Les femmes moins bien payées que les hommes dès la proposition initiale
Une étude américaine montre que les offres salariales initiales adressées aux femmes sont inférieures de 5,5 % à celles faites aux hommes.
« Les femmes ne savent pas négocier leur salaire. » Cette explication est souvent la raison principale invoquée pour justifier les écarts de rémunération, et fait porter aux candidates la responsabilité d’un différentiel qu’elles subissent. Mais selon l’étude américaine Setting Up the Gap? Gender Differences in Initial Salary Offers in Hiring, publiée par deux chercheurs dans la revue Organization Science et relayée par Harvard Business Review France, le salaire initialement proposé aux candidates est déjà inférieur à celui adressé aux candidats.

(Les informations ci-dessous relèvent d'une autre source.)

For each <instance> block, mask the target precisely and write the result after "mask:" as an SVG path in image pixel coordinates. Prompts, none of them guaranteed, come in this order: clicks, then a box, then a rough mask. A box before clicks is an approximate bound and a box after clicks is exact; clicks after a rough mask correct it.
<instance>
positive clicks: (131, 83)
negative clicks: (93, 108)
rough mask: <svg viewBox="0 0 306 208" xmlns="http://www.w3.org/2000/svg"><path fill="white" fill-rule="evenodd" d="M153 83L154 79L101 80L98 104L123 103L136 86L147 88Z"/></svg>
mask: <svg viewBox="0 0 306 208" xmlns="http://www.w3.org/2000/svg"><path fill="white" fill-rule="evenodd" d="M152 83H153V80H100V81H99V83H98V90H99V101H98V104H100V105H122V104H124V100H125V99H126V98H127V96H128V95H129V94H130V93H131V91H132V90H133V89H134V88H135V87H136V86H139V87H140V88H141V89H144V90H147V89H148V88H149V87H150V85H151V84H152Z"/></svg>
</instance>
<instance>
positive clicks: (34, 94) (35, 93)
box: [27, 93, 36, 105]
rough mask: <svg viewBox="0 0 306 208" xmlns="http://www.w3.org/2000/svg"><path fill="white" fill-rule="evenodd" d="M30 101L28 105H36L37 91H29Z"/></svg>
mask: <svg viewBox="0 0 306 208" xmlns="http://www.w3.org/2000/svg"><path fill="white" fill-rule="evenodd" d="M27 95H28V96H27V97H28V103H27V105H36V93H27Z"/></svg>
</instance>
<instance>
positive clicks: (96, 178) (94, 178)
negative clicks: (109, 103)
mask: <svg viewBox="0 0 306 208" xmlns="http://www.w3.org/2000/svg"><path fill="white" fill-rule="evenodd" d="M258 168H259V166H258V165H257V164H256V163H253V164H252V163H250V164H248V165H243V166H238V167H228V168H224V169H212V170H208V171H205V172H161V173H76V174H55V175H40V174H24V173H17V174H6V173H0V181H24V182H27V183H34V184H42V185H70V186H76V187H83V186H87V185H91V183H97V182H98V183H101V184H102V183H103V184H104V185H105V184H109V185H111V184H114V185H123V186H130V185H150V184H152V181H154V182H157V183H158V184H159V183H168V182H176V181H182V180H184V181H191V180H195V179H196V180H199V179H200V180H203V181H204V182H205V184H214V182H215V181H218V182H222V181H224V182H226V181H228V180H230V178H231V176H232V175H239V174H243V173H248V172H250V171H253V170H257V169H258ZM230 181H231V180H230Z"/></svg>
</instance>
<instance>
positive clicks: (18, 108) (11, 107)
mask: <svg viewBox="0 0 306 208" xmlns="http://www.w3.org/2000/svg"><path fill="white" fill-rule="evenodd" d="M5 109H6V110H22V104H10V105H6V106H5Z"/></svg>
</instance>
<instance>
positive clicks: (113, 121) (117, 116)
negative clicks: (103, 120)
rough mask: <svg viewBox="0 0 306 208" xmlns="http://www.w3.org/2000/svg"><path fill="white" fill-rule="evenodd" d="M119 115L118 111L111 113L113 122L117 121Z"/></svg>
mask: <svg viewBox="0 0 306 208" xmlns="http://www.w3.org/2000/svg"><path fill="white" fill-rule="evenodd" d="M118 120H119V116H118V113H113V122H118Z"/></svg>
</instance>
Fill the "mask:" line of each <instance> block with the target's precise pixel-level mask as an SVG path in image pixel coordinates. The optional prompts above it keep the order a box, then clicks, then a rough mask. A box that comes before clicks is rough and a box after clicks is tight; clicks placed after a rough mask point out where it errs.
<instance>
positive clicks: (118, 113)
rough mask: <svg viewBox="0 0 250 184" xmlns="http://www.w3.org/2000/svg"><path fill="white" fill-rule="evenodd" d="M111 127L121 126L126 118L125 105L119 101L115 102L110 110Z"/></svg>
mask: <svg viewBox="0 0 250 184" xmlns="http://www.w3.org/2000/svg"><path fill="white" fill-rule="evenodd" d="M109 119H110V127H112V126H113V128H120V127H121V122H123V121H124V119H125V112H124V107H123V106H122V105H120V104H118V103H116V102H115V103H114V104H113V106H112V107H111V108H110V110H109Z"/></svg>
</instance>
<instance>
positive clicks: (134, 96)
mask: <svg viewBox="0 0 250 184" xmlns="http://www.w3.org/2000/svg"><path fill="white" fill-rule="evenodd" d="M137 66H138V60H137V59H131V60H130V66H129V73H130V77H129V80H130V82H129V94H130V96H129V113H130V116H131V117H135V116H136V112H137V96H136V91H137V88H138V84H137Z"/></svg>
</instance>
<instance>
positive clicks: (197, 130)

Les inégalités de salaire préexistent à la négociation
Jusqu’ici, les études sur l’écart salarial mesuraient les salaires versés. Il était alors difficile de savoir si la différence naissait de la proposition faite ou de la négociation à l’embauche. Shiya Wang, chercheuse à la Harvard Kennedy School, et Adina Sterling, professeure à Columbia Business School, ont analysé plus de 738 000 offres salariales adressées à des candidats aux États-Unis, entre 2017 et 2020.
L’étude révèle que l’écart brut, quels que soient les profils ou les métiers, atteint 22 %. En moyenne, l’offre de salaire adressée aux hommes s’élève à 75 716 dollars, contre 58 697 dollars pour les femmes. Plusieurs facteurs peuvent expliquer cet écart : le métier exercé, le niveau de responsabilités ou le recours au temps partiel. Ils confirment que les carrières féminines restent globalement moins ascendantes.
En revanche, une fois ces variables neutralisées, l’écart reste bien présent. À poste, métier, secteur, employeur, localisation, diplôme ou encore expérience équivalents, il subsiste une différence de 5,5 %. À titre d’exemple, sur un poste proposé à 40 000 euros bruts annuels, la différence représenterait environ 2 200 euros.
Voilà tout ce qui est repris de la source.